Jamie Roberts’ terse, painfully precise documentary “Escape from Kabul” zooms right in on one episode—the massive last-minute airlift of Afghans and remaining American personnel from Kabul in August 2021—and never looks away, even when you might wish that it did. It’s a close-quarters kind of war film that moves in tight and leaves little room to breathe. This seems an appropriate stylistic decision for a movie that is mainly about tens of thousands of people trying to escape a country as it is being reclaimed by medieval fanatics whose promises of equitable treatment were not widely believed.

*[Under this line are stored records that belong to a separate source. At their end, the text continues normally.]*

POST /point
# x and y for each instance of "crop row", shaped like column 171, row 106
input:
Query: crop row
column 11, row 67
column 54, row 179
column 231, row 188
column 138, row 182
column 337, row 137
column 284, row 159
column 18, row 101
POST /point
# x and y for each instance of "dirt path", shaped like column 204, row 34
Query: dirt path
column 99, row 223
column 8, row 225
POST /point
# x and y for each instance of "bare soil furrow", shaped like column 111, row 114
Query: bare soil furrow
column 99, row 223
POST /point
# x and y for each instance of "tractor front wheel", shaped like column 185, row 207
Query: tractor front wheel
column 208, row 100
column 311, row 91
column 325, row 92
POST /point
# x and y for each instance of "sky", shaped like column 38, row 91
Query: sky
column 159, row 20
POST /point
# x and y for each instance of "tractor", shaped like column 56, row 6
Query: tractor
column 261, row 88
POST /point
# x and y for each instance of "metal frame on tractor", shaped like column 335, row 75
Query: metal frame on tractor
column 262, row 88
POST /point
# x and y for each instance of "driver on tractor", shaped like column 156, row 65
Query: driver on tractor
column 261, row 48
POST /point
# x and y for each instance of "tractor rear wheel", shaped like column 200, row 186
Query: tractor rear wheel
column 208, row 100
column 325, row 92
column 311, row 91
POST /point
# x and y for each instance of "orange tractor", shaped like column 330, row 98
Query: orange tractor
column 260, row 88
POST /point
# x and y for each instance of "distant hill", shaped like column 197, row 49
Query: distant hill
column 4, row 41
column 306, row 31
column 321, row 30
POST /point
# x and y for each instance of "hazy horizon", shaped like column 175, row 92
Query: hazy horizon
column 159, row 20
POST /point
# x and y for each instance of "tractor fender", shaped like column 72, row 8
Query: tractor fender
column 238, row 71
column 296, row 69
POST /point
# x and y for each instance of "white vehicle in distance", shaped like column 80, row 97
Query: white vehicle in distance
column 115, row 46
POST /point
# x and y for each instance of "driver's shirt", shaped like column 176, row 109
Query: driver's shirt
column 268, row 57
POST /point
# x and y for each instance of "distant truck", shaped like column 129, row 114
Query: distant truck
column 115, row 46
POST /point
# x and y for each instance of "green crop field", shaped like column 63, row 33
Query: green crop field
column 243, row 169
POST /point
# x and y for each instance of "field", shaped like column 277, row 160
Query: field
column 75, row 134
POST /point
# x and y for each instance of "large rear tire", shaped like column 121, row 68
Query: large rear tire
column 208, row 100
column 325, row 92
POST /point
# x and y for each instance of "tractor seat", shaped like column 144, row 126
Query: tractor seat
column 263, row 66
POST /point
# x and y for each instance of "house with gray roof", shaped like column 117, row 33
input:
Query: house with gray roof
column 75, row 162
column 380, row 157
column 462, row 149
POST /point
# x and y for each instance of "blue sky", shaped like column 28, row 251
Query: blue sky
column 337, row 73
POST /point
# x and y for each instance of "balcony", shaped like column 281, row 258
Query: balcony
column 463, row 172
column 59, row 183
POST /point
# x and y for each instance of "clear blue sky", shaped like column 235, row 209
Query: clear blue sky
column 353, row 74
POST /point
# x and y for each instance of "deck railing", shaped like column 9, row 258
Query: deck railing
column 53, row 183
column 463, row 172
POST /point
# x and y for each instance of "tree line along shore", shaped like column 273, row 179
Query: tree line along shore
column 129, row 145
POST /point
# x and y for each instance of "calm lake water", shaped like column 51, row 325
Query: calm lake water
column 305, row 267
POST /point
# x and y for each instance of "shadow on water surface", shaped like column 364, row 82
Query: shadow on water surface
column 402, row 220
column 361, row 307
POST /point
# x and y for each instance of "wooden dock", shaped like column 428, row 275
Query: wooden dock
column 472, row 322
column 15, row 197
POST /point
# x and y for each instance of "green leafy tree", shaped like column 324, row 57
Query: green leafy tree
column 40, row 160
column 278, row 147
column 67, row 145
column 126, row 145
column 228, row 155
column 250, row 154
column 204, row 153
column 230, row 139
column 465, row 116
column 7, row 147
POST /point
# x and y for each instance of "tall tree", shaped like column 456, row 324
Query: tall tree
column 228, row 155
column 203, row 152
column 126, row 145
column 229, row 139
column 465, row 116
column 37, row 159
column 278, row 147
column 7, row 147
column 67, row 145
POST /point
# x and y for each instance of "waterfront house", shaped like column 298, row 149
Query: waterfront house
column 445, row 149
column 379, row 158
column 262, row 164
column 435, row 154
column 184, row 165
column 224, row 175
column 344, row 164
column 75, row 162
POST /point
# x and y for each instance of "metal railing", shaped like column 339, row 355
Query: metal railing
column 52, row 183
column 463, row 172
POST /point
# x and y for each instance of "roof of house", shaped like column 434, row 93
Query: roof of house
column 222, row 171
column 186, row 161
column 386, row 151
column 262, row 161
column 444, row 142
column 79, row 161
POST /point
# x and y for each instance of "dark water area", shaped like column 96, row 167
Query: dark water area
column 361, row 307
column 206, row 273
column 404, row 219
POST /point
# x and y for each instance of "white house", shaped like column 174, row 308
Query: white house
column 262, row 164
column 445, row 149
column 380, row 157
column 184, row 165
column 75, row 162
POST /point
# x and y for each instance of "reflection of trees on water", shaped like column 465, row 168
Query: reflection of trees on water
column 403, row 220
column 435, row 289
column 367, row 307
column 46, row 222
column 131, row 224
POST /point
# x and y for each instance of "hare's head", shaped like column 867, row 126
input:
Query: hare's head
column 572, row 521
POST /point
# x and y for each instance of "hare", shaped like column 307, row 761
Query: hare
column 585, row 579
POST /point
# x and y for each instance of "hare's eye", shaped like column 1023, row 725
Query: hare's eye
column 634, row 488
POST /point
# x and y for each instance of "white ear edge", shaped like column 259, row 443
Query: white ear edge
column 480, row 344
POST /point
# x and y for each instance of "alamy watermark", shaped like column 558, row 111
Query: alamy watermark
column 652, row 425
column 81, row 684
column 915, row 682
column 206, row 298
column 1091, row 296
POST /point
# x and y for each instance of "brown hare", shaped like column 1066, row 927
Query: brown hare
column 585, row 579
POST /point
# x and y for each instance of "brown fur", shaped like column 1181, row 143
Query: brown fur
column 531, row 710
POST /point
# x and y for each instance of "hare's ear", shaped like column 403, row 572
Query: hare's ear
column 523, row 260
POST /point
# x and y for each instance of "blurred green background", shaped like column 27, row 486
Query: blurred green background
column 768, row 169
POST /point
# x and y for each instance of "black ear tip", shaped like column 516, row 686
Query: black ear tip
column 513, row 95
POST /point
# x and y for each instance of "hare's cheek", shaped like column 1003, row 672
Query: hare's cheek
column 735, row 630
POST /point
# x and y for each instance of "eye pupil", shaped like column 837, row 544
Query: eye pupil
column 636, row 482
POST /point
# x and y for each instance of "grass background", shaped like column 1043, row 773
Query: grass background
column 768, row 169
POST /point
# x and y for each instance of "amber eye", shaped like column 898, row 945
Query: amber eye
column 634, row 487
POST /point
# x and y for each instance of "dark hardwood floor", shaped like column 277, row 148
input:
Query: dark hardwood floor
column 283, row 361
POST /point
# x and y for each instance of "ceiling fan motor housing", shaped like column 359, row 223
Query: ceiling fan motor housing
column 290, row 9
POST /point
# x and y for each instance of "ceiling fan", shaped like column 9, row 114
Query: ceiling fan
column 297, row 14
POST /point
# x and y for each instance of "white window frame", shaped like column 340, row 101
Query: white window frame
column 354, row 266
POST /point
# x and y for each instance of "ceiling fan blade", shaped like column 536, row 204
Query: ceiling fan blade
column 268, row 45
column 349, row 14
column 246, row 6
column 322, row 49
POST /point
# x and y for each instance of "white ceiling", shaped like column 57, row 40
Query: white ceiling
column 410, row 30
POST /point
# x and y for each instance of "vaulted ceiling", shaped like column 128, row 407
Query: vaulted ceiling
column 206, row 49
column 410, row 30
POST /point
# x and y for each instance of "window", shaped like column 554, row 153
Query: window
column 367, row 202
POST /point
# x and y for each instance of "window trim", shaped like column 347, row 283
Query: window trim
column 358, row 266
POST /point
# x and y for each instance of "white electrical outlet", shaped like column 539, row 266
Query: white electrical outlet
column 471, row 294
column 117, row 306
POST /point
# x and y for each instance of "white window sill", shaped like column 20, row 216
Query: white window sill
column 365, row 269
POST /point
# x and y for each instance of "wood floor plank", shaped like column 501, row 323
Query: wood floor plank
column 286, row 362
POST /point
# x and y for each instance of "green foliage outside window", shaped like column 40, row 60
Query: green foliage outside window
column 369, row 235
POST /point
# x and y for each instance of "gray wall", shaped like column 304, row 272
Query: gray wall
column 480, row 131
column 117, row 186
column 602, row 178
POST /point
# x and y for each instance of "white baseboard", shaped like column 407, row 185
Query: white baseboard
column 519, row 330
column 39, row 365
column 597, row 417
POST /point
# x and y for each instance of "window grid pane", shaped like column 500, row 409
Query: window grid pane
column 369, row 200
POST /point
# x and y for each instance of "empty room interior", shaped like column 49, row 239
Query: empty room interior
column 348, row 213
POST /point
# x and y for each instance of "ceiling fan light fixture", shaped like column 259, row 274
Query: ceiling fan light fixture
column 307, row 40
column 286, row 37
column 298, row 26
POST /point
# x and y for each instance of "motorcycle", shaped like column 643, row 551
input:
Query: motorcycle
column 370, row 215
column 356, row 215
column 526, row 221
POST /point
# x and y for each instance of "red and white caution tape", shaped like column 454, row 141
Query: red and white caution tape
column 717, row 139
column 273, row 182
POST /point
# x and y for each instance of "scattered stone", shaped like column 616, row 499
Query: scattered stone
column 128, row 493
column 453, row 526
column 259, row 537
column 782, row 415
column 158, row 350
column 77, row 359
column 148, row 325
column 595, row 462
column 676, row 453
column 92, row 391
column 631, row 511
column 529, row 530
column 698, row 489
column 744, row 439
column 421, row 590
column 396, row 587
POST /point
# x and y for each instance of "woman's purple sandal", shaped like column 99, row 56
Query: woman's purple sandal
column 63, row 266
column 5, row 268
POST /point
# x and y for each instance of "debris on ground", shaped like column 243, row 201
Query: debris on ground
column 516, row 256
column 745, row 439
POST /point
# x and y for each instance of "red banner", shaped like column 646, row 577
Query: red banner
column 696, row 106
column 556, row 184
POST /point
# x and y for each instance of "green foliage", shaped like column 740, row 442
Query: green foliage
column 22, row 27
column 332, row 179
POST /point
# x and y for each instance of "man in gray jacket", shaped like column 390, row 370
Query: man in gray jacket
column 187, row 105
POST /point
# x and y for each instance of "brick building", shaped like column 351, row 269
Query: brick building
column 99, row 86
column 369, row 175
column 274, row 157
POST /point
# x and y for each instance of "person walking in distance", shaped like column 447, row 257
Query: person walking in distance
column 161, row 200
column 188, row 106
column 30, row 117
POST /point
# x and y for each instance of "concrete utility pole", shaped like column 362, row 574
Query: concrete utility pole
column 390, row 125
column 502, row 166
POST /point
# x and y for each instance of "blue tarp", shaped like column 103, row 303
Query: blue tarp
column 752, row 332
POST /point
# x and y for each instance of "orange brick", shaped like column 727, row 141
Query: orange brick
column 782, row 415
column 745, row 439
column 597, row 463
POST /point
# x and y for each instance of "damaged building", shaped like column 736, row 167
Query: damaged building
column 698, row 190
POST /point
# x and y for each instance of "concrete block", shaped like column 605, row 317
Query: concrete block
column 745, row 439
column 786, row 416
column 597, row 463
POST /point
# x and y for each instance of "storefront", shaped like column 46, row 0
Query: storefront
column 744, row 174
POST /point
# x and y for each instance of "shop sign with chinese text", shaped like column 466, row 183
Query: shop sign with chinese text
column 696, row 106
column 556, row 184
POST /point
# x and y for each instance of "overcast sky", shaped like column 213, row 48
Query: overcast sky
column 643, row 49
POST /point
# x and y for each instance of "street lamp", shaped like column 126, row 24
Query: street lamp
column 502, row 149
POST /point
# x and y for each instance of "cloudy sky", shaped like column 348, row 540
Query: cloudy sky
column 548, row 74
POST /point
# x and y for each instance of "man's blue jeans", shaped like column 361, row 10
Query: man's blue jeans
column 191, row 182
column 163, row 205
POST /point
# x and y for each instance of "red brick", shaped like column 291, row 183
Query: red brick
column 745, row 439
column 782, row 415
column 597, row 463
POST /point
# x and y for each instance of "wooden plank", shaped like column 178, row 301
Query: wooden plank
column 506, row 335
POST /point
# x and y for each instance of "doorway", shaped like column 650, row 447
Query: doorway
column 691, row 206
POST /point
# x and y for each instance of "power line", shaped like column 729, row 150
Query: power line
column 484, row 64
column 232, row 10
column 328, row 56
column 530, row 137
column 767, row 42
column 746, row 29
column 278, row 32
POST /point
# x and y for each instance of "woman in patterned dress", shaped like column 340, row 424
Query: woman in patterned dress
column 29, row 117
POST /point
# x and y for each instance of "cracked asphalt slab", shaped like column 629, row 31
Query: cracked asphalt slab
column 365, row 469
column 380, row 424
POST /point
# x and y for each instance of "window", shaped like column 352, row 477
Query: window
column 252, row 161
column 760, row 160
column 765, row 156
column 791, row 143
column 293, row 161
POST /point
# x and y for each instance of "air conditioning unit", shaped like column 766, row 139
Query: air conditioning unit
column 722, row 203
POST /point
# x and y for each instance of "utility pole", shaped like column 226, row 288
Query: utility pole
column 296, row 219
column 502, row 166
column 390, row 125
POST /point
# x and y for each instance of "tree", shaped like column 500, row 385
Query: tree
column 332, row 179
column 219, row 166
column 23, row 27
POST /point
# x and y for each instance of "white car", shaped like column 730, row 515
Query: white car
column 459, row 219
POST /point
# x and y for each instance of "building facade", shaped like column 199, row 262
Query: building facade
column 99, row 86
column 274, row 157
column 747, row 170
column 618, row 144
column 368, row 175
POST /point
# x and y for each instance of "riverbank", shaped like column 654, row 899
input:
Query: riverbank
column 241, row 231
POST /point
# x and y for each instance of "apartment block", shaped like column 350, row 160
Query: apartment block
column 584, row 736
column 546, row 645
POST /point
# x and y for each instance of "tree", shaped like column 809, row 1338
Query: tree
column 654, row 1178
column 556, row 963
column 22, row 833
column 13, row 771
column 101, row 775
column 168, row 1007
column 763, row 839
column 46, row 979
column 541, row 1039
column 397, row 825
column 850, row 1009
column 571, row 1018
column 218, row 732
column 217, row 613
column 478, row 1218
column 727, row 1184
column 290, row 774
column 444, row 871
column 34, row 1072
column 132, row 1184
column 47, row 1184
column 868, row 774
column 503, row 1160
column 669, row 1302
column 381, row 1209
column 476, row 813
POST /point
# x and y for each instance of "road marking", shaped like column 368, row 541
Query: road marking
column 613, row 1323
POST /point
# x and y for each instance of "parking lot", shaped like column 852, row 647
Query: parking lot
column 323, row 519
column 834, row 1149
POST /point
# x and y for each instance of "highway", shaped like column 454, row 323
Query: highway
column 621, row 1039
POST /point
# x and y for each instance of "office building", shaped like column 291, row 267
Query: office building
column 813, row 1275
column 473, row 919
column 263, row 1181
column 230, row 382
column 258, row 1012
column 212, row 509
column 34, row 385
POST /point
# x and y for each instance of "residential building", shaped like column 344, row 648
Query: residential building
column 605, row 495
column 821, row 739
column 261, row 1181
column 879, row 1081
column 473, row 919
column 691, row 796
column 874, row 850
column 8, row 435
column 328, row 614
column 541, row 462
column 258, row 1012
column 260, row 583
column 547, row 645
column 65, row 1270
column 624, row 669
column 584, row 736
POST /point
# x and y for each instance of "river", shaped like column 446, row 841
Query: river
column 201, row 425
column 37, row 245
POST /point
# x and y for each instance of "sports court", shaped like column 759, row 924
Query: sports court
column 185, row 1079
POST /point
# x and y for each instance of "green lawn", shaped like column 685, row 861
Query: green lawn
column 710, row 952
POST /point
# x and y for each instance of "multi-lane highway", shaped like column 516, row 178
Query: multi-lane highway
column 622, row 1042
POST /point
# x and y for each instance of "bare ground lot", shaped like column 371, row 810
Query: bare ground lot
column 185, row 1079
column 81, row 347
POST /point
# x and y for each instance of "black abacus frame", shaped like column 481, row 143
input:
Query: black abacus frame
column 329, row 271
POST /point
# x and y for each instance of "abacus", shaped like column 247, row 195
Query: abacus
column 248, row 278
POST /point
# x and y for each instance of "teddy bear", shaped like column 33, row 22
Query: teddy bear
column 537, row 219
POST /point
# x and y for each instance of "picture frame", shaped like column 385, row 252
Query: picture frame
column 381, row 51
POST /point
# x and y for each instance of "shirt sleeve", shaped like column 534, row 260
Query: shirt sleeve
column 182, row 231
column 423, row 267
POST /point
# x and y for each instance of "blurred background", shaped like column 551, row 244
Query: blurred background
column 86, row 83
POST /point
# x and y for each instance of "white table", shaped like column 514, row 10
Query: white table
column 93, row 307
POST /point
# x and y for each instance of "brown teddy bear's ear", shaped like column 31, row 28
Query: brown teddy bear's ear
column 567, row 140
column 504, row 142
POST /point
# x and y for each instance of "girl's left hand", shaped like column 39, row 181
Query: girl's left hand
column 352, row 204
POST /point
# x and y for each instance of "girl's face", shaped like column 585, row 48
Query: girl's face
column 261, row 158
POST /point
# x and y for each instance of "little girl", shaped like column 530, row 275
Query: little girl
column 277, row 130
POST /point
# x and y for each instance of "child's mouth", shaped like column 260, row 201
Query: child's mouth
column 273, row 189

Rather than compress America’s two-decade-long Afghanistan War into a scene-setting montage, Roberts sets the scene starkly. On-screen titles and a few audio clips describe President Donald Trump’s 2020 agreement to withdraw troops from Afghanistan and the arrival in Kabul of two companies of Marines not long before the August 31, 2021, deadline set by President Joe Biden. The establishing scenes are quick and the mood ominous even before the triggering event that blasts a planned retreat into a free-for-all: the Taliban occupying Kabul on August 15, weeks or even months earlier than the Americans believed. Once the Western-backed government evaporated, a sizable percentage of Kabul residents decided their best bet for survival was to get on one of the cargo planes taking off from the airport.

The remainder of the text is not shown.